第6話 『マグナアルカナ』を楽しみます

マグナアルカナ


 数年前に発売されたゲームながら、今も人気があるMMORPG(大規模多人数同時参加型オンラインRPG)である。


 キャラクターは冒険者として大型モンスター討伐や素材採取をギルドで受注したり、住民の依頼を受けるなどイベントが多数あり、また定期的にアップデートされるのでユーザー人口は多かった。


 レベルによって受けれるクエストが変わるため、ユーザーは積極的にレベルアップに励むのだった。


◇□◇□◇□


『それでどこまでクエスト受けられそうですか? どこで合流します? クエスト受注先ですか?』


 明るい康子の声がボイスチャット越しに聞こえてきた。健亮は康子がいる街を確認すると移動しながら話す。


「今、ちょうど康子さんが居る街にいるよ」


『え? どこですか? そっちに行きまよ』


「じゃあ、中央噴水前に集合って事で」


 待ち合わせ場所である噴水前までやって来ると、康子が使っているキャラクターが居るのが見えた。そちらに近付きながら健亮が話しかける。


「お待たせ」


『え? これが健亮さん? あの厳ついキャラはどうしたんですか?』


「ふふふ。せっかく課金したからキャラクターを作り直したんだよ。どうだ可愛いだろう?」


 目の前にやって来たキャラクターに康子が驚いていた。そんな様子に健亮は機嫌よくキャラクターにポーズを取らせていく。


 健亮が今まで使っていたキャラクターは防御力重視型の戦士であり、職業に似合った筋肉隆々な大男であった。


 今回、作ったキャラクターはそんなキャラとは真逆であり、細身の少女で長い銀髪、エメラルドグリーンの瞳に筋の通った鼻、はにかんだ笑顔を浮かべる様子は正に美少女と言っても過言ではなかった。


 装備は華麗な装飾が施されたレイピアを差しており、防具は軽装鎧であるが貴重な素材で作られており、それとアクセサリーなで防御力アップやスキル発動をさせていた。

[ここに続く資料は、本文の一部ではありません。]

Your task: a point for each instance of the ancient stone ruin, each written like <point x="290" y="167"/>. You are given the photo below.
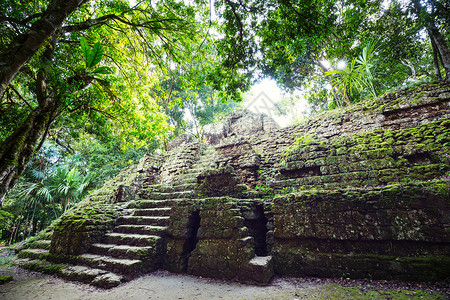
<point x="361" y="192"/>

 装備を見せびらかすようにポーズを次々と決める様子に康子はため息を吐く。


『まあ……なんというか健亮さんの好みは把握しました。こんな感じの可愛らしい女の子が好きなんですね。それで職業はなんですか? タンク職じゃないですよね? それと名前は前と一緒のアレックスですか?』


「いや、職業は魔法戦士で名前はユーフェだ。前のキャラクターは防御中心の戦士だったからな。今回は攻撃力にスキルを振ってみたんだよ。物理攻撃だけだと汎用性がないかもと思って、魔法が使えるようにしたんだ。あと細身の可愛い子が強いなんてギャップがあっていいと思わないか? そんな話は後でも出来るだろ。早くギルドに行って討伐クエストを受けようぜ」


「……。なんか健亮さんらしいけど、その姿を見ながらボイスチャットしてると違和感しかないので、テキストチャットに切り替えますね」


「なんだよそれ」


 呆れたような声で康子がテキストチャットに変更した。しばらくチャットした後、ギルドに向かった2人はクエストを受注するとパーティーを組んで近くの平原に向かった。


◇□◇□◇□


『なんか健亮さんって感じな戦い方でしたね』


「なんでだよ! いいじゃん。勝てばいいんだから」


『まさかスキル編成であんな戦い方をするとは思いませんでしたよ』


「色々と試したかったからな。いい感じだったろ?」


 クエストを終わらせてギルドに戻ってきた2人は再びボイスチャットで会話をしていた。


 受注した討伐クエストはビックボーンと呼ばれる巨大な牛を5匹討伐であり、初級クエストの中では強い部類であった。


『ユーフェちゃんの攻撃力が異常過ぎますよ。なんですかあれ? レイピアなのに斬撃の嵐って。タンク職の時も防御重視と言いながら全部カウンターでモンスターを倒してましたけど、今回の戦い方も独特ですね』


「スキルで斬撃が取れたからレイピアでも出来るか試してみたら出来たんだよ。ちなみに鈍器でも斬撃が出せたぞ」


「もう意味が分かりません」


「はっはっは。マグナアルカナの世界は奥が深いのだよ」


 健亮は久しぶりにパーティーを組んで戦闘が出来て楽しかったのか、上機嫌に会話を続けるのだった。